Sunday, February 21, 2010

I suppose you could make this shit up.

NYT, "A Small Price for a Large Benefit":
FORECASTS involving climate change are highly uncertain, denialists assert — a point that climate researchers themselves readily concede. The denialists view the uncertainty as strengthening their case for inaction, yet a careful weighing of the relevant costs and benefits supports taking exactly the opposite course.
Emphasis mine. This is really the only reason that I can see why the IPCC "Climategate" e-mails are causing such a stir - even without them, a lot of other researchers have come up with a lot of other evidence for climate change independently of one another. But deniers take every tiny suggestion of inconsistency as damning evidence. This perplexes me because, as the author of this article explains, taking action isn't going to cost that much.

The actions we're trying to take have obvious benefits even if you don't care about anyone's carbon footprint. Oil wells renew so slowly that they might as well be a nonrenewable resource; we have to import a lot of it to meet out needs, and the process of refining it into a usable form adds to its cost. Coal also renews very slowly, and mining it is extremely labor intensive and dangerous, not to mention highly damaging to our national landscape.
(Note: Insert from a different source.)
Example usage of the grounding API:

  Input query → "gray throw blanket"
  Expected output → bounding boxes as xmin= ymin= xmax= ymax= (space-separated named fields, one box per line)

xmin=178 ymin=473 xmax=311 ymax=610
And using our energy sources more efficiently means we spend less money on it in the long run, and have more money for other things. So switching over to renewable energy sources - even if climate change turns out to be less serious than expected - seems like a pretty good idea to me.

Well the climate deniers - the "skeptics" - seem to think that these are bad ideas, and that we shouldn't bother pursuing them because global climate change might not even be real. And in fact the implication (or in some cases, the statement) that accompanies the outrage over the "Climategate" e-mails and other "counterevidence" they find is that anthropogenic climate change is all a hoax. I guess that might be possible - maybe not likely, but for the sake of argument let's assume for a moment that someone really is making all this up.


I mean, if this is a hoax then it's a pretty elaborate one, because nearly every single professional scientific organization in the world and 97% of publishing climate scientists are in on it by now, not to mention individual national governments, political parties, and a good portion the media. No one would go to all that trouble just for shits and grins - so what's the benefit and who gets it? "Profit" isn't going to cut it here, because there are plenty of ways to make a profit that don't involve orchestrating a massive global conspiracy. If any of the "skeptics" out there have ideas on this then I'd be very interested to hear them, because I can't think of any.